Lucy Foley’s new (authorized) Miss Marple novel will be out in late September and it’s just had its cover reveal:

The book trailer is stylish but more coy than informative. I do think Foley was clever to set her first Christie novel outside of St. Mary Mead, and Christie’s Marple did travel to a a range of locales, typically due to her nephew Raymond’s largesse. Seeing Miss Marple detecting in Switzerland should be a lot of fun, and just about 100 years ago Christie must have been envisioning the character: the first Marple novel, The Murder at the Vicarage, appeared in 1930.
But I’ve been thinking about a different kind of travel: a fugue state. A century ago, Agatha Christie had multiple unpleasant shocks during a generally eventful year that included moving with her husband and daughter into their new home, Styles, named after Christie’s successful first novel.
Christie’s mother, to whom she had been close, died in April.
And then she learned that her husband, Archibald Christie, was having an affair. I must take exception to this interpretation, however:
“Some commentators argue that Agatha’s wish to keep a tight control on her own finances led to tensions in her relationship with Archie, so much so that he entered into an affair with his 25 year old secretary Nancy Neale.”
There are always reasons why older men might like their young and easily impressed assistants; must it always be the fault of the betrayed wife?
In early December, the couple’s fights had become frequent and vociferous; on the 3rd, Archie left to spend time with Nancy and other friends. Agatha, too, made preparation to leave that evening, their daughter having been consigned to the care of the domestic staff.
And then Agatha Christie disappeared. Her car was found the next day, off the road, in Guildford. But Christie herself was nowhere to be seen.
I have been fascinated by this story for decades.
There was concern that Christie had committed suicide–or perhaps even been murdered by her husband.
And then the police, who were conducting a national search, received information that a guest staying at a Yorkshire hotel might just be Christie, although both her name and nationality differed:
“In a dramatic unmasking which would have been at home in the pages of any Christie novel, Archie travelled with the police to Yorkshire and took a seat in the corner of the hotel’s dining room from where he watched his estranged wife walk in, take her place at another table and begin reading a newspaper which heralded her own disappearance as front page news. When approached by her husband, witnesses noted a general air of puzzlement and little recognition for the man to whom she had been married for nearly 12 years.”
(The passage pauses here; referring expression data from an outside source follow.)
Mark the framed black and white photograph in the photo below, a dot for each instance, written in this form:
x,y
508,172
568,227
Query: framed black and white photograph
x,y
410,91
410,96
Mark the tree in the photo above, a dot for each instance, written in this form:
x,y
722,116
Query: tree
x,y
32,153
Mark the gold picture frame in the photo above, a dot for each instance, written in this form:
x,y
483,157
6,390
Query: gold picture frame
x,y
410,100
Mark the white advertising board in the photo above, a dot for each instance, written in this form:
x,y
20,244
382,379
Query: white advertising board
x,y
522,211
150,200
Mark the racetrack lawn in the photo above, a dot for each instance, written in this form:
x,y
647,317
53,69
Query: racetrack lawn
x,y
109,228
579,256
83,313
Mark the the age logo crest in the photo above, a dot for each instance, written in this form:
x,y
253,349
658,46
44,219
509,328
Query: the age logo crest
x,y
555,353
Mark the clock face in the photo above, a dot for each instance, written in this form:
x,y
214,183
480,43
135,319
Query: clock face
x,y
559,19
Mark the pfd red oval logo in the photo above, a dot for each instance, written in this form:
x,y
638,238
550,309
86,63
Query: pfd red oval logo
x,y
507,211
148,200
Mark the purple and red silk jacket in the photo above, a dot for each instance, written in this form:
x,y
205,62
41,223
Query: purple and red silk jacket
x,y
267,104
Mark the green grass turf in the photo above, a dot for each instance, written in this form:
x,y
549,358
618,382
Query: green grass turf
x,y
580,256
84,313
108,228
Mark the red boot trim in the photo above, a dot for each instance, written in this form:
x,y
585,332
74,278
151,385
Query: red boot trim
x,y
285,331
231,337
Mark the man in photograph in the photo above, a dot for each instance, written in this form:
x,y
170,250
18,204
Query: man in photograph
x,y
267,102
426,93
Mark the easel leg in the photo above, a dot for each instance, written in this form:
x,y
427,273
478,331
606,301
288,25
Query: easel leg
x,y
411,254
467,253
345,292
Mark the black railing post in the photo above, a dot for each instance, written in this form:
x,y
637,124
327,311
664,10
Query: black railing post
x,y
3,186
That is either very good acting, or a fugue state. I took an interesting class with Ian Hacking some years ago about the wave of disappearances of men in France and a few other western European countries (but, crucially, not the UK), “mad travelers” who were victims of transient mental illnesses that included amnesia and an impulse to travel. Hacking traces this to a very specific historical epoch: 1887-1909. And he has national/cultural explanations for the disappearances that preclude the possibility of an effect on, say, a young-middle-aged British woman nearly twenty years later.
But it’s interesting, and suggestive. Christie seems to have absorbed information with extraordinary ease; did she somehow read of fugues and then enact one of her own?
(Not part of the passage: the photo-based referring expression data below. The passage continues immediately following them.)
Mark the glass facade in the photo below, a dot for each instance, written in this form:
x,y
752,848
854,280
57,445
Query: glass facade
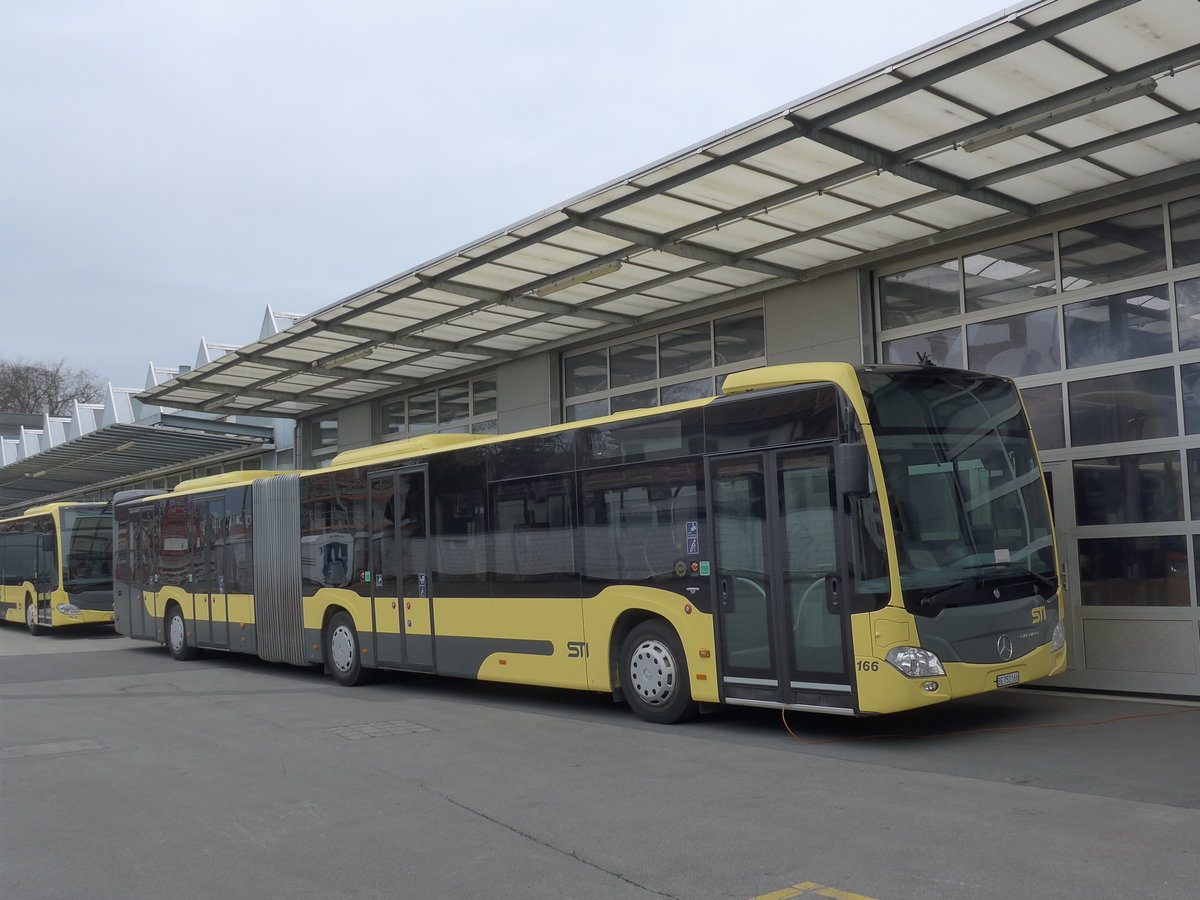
x,y
466,406
1099,323
671,366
As an article in Psychology Today notes, “Agatha never discussed this perplexing episode and excluded it from her biography. Perhaps she contrived it as an act of revenge, or, some said, as a publicity stunt, but a dissociative fugue is an equally likely explanation and also the one upheld by her then doctors.”
The hotel in Yorkshire where she was located is still in business. It could make for an interesting trip.